Therein lay the misalignment. Dalton worked through a six-month coaching relationship with the pastor, who came to realize that the elders had hired him to do one thing yet were requiring him to do another. Likewise, the eldership realized they didn’t want what he could offer. In the end, the pastor amicably moved on and now six years later is in a healthy position as a pastor in another state. The church elders hired another pastor who is much more relationally-focused and the church appears to be flourishing.
Lessons for Leaders and Ministries: Use a Certified Coach
Stakeholders in the hiring process can learn from this church’s missteps. “One lesson is this: teams need to beware of the pull to hire a leader with strengths that are opposite to what has worked well for that church,” says Dalton. A mismatch for the sake of balance may not work if a church is married to the idea of a particular kind of leader. “The team may impose unrealistic expectations on the new leader and the leader will be held to goals he is unable or unwilling to achieve.” That subtlety is best recognized by a skilled, trained coach.
But candidates can also learn a lesson from this particular pastor’s experience. If you are considering a job offer from a church, delve more deeply into a job description, even going so far as to invite the hiring team to complete Position Insights. This way, the candidate will have concrete data about the church’s true needs and wants for a particular position – rather than simply their thoughts of “what might be good in a pastor.” A candidate could even invite team members to complete the Leading From Your Strengths profile with a certified coach.
Dalton credits LFYS certification with giving him the tools he needed to help the team and the pastor to discover the mismatch and take care of it quickly.
“What if the team had gone into a stalemate and simply hoped the pastor would sense how much they didn’t like him?” says Dalton. “Or what if the pastor dug in his heels, as per his strengths, refusing to lose?” The result would have been a disaster – one that happens all too often in churches, leaving a wake of broken ministries and broken leaders.

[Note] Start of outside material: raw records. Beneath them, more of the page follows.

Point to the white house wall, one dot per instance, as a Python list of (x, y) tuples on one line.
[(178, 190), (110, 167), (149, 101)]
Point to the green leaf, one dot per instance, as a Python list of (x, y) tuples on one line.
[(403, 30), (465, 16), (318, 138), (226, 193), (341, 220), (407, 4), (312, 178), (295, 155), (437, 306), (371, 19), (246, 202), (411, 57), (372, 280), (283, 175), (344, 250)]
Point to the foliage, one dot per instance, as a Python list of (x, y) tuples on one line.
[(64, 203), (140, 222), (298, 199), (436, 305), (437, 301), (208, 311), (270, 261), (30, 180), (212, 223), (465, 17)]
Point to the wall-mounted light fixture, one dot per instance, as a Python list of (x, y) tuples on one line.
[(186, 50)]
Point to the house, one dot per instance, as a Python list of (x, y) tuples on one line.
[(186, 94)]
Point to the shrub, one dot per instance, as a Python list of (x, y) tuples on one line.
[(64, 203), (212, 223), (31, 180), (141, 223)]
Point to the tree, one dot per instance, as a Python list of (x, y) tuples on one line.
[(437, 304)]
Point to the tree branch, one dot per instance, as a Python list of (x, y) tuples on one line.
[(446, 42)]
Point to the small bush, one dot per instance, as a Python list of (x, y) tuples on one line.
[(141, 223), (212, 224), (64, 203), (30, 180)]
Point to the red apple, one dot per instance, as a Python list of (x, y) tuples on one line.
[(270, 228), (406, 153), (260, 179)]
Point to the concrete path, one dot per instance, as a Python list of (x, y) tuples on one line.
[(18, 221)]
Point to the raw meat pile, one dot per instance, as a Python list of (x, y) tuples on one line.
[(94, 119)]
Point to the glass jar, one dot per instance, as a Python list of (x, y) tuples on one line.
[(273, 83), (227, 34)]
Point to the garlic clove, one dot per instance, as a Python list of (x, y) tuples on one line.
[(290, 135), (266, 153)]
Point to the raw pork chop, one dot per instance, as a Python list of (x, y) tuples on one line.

Certification Is “Invaluable”
It was in certification training with Dave and Dawn Lind where the Jantzens learned ways to coach specific strengths differences. “Don’t be one of those leaders who says, ‘I can read instructions,’” says Dalton, recalling a Ph.D. elder who decided he would lead his church team through the LFYS process with no training, only to wonder why there seemed to be no measurable results in the end.
Indeed, it was Dalton’s certification training that helped him identify the improper alignment issues between the mismatched pastor and elders, allowing both parties to make adjustments and minimize damage. Certified coaches and instructors are available throughout the world and while coaching requires some investment, Dalton believes the benefits are unquantifiable.
“Any leader can get certified,” he says. “Get off the fence, take the profile, and get certified. The process works. And certification is invaluable.”